Assume we have a function
$$H(x) = -\sum_{i=1}^n x_i \log x_i$$ where $0 < x_i < 1$ $\forall i$ (this is the Shannon entropy if you are familiar with it).
I am reading a paper in which the authors stated the following approximation $$H(x) = -\sum_{i=1}^n x_i \log x_i \approx \sum_{i=1}^n x_i (1-x_i)$$ Can anyone tell me the intuition behind this approximation?
$\log (1-y) = - \sum_{n=1}^\infty \frac{y^n}{n}, |y|<1$.
If $0<x<1$, then $0<1-x<1$, let $y=1-x$,
$\log(1-(1-x))=\log x = -\sum_{n=1}^\infty \frac{(1-x)^n}{n}$.
$-\log x = \sum_{n=1}^\infty \frac{(1-x)^n}{n}$.
Dropping higher order terms: $\log x \approx 1-x$.
The function $x\log(x)$ has a zero at $x=1$, and it sort of has a zero at $x=0$ in that $$\lim_{x\to0^+}x\log(x)=0$$ And there are no other zeros.
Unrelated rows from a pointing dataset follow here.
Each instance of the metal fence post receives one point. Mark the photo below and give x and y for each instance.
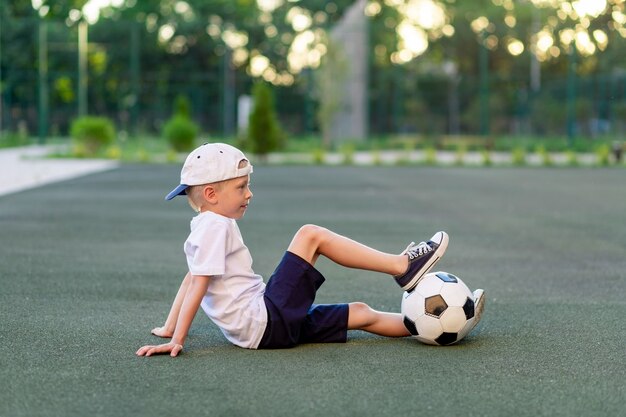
(82, 67)
(43, 102)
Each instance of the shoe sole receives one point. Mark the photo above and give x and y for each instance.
(439, 252)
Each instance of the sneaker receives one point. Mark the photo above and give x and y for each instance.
(479, 306)
(422, 257)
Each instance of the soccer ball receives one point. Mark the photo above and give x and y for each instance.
(439, 310)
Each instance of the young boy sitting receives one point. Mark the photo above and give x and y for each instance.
(216, 178)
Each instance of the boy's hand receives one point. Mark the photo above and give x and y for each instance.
(172, 348)
(162, 332)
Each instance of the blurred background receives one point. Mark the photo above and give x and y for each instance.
(368, 72)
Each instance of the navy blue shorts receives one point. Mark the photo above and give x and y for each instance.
(292, 318)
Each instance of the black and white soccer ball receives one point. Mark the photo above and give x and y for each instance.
(439, 310)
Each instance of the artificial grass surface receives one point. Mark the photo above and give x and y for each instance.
(89, 266)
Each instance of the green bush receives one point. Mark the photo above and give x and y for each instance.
(180, 133)
(91, 134)
(264, 132)
(430, 156)
(518, 156)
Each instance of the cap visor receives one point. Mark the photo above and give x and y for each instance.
(180, 190)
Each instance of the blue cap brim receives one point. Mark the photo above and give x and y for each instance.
(180, 190)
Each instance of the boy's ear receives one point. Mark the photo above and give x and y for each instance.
(210, 194)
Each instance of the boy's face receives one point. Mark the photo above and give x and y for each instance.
(233, 197)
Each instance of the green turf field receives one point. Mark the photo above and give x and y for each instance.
(89, 266)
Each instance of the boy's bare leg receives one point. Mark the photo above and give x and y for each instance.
(311, 241)
(362, 317)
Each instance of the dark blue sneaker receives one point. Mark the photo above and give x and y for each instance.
(479, 306)
(422, 257)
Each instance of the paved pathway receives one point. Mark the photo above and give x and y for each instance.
(28, 167)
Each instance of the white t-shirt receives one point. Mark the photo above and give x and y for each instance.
(234, 298)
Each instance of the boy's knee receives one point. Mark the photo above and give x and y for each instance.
(311, 233)
(361, 310)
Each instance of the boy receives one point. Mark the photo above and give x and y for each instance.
(216, 179)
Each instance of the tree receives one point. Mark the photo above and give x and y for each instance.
(264, 132)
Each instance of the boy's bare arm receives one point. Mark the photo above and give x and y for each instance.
(191, 302)
(170, 323)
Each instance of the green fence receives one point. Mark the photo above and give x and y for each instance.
(52, 72)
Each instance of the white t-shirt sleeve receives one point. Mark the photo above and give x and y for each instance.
(206, 249)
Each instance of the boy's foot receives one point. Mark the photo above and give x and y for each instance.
(422, 257)
(479, 306)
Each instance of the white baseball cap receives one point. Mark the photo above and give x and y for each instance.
(209, 163)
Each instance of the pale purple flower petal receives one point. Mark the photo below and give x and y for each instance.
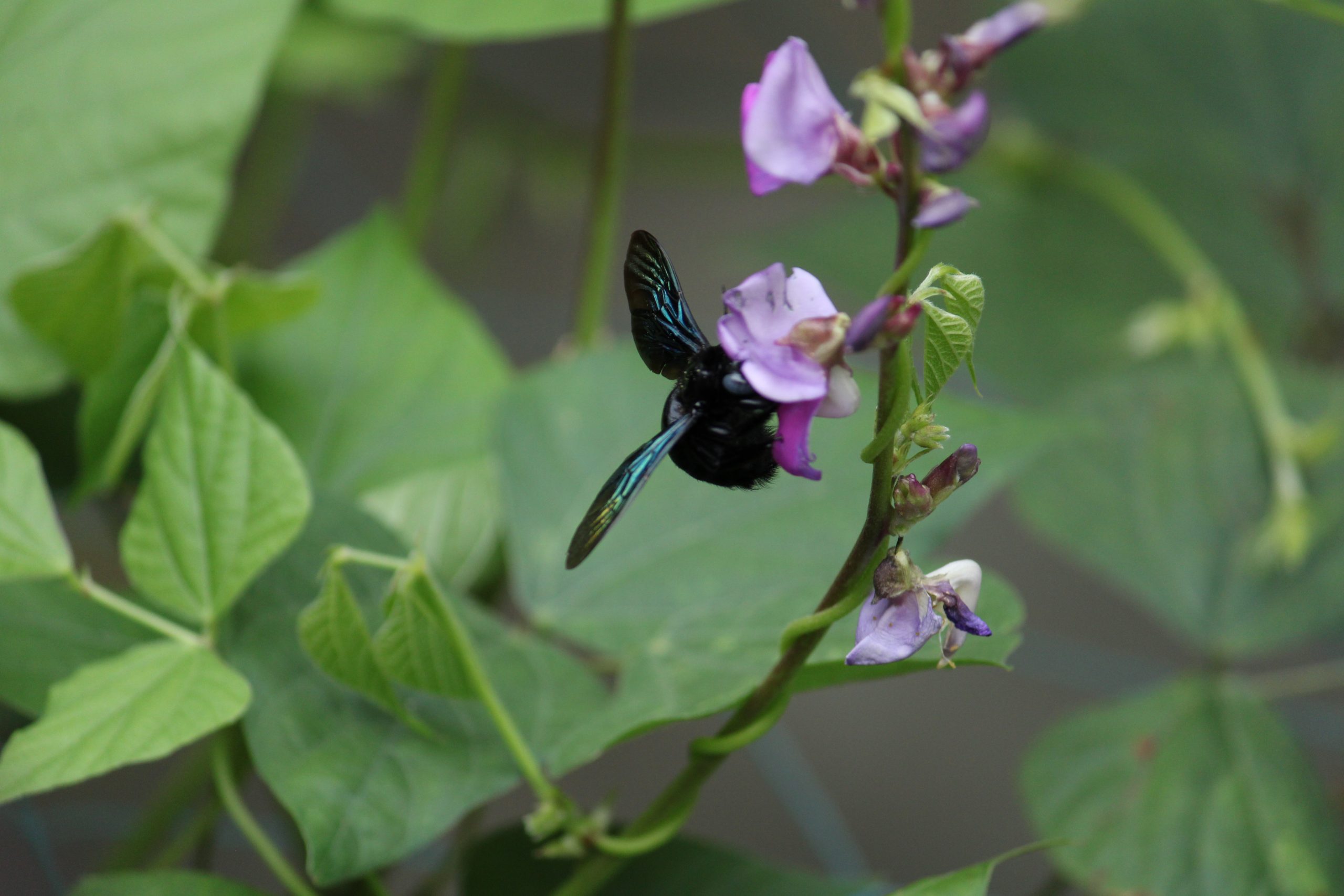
(963, 578)
(988, 37)
(944, 207)
(791, 445)
(956, 135)
(760, 182)
(893, 629)
(790, 132)
(761, 312)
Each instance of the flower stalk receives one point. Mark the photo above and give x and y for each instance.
(608, 171)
Just based on that, it is reasonable to approximate $$x\log(x)\approx cx(x-1)$$ They go with $c=1$, but depending on what they are after, there could be better approximations from other values of $c$. Like $c=1.5$ seems better just from comparing graphs: desmos.com/calculator/yaxpkjyxcv.